C’est une situation générale, mais qui est plus grave concernant la France. Nous sommes au bord du précipice. Quand on est dans cette position, il est évident qu’on peut tomber d’un côté ou de l’autre, du côté des pays vertueux ou du côté des pays "pestiférés". La fragilité de la situation fait que les décisions que l’on prend sont beaucoup plus graves par rapport à des pays déjà bien installés comme l’Allemagne, la Finlande ou encore les Pays-Bas. Eux sont dans une situation où les décisions qu’ils prennent sont moins graves que les nôtres.

Concrètement, la situation dans la zone euro sera bientôt intenable. Il nous faudra donc faire un choix crucial : recoller au niveau des pays qui sont notés A par les agences de notation ou retomber du côté des "pestiférés". Lassé de toujours payer et d'être pourtant insulté, rien d'étonnant à ce que le peuple allemand en ait marre, et qu'ils préfèrent jouer en compagnie des États européens du Nord, plus sérieux.

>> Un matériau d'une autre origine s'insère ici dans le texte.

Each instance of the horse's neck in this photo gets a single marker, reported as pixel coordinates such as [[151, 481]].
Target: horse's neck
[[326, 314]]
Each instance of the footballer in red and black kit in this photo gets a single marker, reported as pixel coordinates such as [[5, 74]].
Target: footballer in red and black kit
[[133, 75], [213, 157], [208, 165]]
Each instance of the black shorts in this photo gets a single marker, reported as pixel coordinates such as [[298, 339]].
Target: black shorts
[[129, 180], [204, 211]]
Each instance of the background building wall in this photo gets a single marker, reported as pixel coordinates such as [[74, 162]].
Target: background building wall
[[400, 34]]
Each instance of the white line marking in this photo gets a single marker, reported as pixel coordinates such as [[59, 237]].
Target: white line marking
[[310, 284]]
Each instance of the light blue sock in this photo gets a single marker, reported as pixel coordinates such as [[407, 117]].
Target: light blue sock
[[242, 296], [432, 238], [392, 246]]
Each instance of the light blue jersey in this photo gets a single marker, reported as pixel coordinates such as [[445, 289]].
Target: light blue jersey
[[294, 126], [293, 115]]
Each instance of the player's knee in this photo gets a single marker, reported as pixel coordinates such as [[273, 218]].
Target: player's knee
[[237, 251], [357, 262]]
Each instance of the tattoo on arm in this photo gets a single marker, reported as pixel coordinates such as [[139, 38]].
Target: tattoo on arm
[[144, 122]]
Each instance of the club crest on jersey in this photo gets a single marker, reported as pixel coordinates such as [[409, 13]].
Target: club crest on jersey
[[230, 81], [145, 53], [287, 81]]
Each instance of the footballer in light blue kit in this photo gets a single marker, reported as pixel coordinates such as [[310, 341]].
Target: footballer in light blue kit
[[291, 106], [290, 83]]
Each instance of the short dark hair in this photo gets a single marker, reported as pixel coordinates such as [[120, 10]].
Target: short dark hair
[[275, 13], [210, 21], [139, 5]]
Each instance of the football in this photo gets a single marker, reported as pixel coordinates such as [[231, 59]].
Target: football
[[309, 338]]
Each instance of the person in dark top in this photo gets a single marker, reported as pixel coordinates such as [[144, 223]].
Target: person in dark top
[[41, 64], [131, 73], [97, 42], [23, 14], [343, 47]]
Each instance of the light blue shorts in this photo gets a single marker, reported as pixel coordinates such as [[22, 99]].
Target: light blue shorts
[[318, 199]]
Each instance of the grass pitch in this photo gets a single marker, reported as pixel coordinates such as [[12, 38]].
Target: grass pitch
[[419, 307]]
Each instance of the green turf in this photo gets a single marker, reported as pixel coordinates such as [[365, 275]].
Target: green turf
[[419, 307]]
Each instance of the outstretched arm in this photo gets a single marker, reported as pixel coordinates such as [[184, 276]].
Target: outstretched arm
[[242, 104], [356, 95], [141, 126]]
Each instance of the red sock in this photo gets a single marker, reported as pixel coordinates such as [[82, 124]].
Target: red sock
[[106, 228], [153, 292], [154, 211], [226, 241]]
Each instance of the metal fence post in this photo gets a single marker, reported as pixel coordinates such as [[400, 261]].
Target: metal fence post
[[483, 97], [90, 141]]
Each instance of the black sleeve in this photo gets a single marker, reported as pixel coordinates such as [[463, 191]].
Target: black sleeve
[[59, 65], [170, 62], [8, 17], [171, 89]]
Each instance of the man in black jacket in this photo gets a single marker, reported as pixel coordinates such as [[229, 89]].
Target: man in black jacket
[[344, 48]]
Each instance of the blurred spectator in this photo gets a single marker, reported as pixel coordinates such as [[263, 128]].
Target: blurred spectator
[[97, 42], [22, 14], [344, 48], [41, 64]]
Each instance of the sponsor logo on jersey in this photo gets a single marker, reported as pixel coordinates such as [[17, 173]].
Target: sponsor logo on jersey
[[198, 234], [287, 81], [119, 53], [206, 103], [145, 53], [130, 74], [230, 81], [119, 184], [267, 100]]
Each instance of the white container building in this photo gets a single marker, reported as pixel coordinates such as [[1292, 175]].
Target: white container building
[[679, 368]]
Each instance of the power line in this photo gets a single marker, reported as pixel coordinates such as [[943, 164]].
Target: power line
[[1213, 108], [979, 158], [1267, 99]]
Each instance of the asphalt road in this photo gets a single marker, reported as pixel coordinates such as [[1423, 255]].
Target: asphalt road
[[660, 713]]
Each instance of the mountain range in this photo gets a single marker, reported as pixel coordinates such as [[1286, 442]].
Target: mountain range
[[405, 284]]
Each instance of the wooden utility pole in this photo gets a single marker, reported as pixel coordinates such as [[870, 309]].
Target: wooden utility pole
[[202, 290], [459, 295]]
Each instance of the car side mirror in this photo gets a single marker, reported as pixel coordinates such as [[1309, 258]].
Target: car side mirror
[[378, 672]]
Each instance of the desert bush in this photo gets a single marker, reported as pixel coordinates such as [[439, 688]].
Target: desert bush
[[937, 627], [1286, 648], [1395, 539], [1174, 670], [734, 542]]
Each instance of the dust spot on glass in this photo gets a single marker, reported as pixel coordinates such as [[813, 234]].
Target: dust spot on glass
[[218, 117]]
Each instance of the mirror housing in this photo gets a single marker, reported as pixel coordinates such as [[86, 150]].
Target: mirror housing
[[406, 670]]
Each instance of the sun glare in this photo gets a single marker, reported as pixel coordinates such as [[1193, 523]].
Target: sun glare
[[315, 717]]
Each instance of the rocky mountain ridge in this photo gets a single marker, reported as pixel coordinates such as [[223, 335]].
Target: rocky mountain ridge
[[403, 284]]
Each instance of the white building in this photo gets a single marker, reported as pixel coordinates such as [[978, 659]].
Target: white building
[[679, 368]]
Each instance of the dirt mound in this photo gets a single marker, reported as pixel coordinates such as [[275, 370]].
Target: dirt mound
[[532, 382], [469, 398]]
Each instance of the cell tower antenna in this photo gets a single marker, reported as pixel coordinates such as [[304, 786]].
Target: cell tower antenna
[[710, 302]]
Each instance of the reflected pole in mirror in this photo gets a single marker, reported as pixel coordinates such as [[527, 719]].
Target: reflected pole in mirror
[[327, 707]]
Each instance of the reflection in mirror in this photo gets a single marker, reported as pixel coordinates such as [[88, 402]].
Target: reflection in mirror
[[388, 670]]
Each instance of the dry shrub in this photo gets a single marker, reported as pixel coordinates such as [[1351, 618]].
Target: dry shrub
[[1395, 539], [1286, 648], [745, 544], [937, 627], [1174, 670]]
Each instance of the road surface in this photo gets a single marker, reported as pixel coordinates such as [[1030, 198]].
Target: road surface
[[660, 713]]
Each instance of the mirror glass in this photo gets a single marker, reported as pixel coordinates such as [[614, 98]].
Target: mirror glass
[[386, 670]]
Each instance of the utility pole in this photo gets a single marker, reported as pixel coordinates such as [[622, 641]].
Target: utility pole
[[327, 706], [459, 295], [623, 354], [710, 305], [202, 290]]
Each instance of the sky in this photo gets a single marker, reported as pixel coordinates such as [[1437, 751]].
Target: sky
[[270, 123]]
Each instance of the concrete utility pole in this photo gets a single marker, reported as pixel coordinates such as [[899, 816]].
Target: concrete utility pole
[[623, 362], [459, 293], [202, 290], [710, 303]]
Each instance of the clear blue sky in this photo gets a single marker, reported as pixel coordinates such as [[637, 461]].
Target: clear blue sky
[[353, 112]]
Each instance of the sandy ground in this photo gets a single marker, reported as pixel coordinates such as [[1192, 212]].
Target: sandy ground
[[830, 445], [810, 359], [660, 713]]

La France devra alors prendre garde à basculer du bon côté.     

Selon vous, serait-il plus profitable qu’une seule vision économique s'impose ? Et si oui, laquelle et pourquoi ?

Il n’y a pas d’autres issue socialement acceptable que la croissance. Mais il faut nuancer en précisant que la croissance ne doit absolument pas être keynésienne (financée par le creusement des déficits, c'est à dire les dépenses de l'Etat et par les taux d'intérêt à zéro). Pourquoi ? C'est très simple, parce-que le keynésianisme continue d'accroître la dette globale et que d'un autre côté, le fait de maintenir les taux d'intérêt proche de zéro incite à l'endettement plutôt qu'au désendettement, avec les dérapages budgétaires que l'on imagine.

Dans ces conditions, il n'y a pas d'issue au désendettement. Pire, le boulet de la dette ne fait que grossir et l'économie réelle ne peut être libérée. Il sera nécessaire de faire au niveau européen et global une opération du type de celle conduite en Grèce, mais cette fois-ci avant que ne se déclare la catastrophe ! C'est à dire une opération de restructuration du poids des dettes par des mesures comme l'allongement des échéances, la baisse des taux d'intérêt, etc. C'est la seule solution pour diminuer la taille de ce boulet qui plombe les économies réelles. Reste que cet argent ne devra pas être utilisé bêtement et alimenter le gouffre de l'Etat-providence, mais plutôt à servir l'investissement et la croissance, et par conséquent l'emploi.

Par ailleurs, il faut préciser que nos systèmes sociaux ne résisteraient pas à une absence de croissance. Nous avons des systèmes en déséquilibre sur le plan financier, en particulier les retraites. Pour résumer, toute la protection sociale est en fait déséquilibrée. Il y a un ralentissement durable de la croissance, un alourdissement des endettements, une inflexion financière qui fait qu'il n'y pas de possibilité de capitalisations. Autrement dit, si rien ne change, nous courons à la catastrophe.  

La priorité absolue doit donc être donnée à la croissance naturelle, sachant que nous n’avons pas les moyens d’une croissance keynésienne, ni la possibilité d’imposer à l’Allemagne ou à la BCE de la financer. Pour filer la métaphore, l'Allemagne veut bien donner des leçons de pêche, mais pas directement le poisson. La BCE a quant à elle suffisamment à faire pour aider les pays du Sud... Il est imaginable qu'elle soutienne un pays comme la France.

Notre croissance doit passer par un nettoyage du passé. Il faut régler au préalable les problèmes de la restructuration des endettements et de l’Etat providence  excessif. Si on ne règle pas ces derniers, on ne pourra jamais reconstruire sur des bases nouvelles. Cette vision économique est résolument tournée vers l'avenir, avec pour objectif de produire des richesses dans un premier temps, et de réfléchir seulement dans un second à la juste répartition de celles-ci. Elle jouera positivement dans la mesure où elle sera porteuse d'un projet mobilisateur qui rendra le moral aux Français, car n'oublions pas que l'humeur d'un peuple est un élément capital ! Et la France semble aujourd'hui plongée dans une morosité qui ne peut plus durer.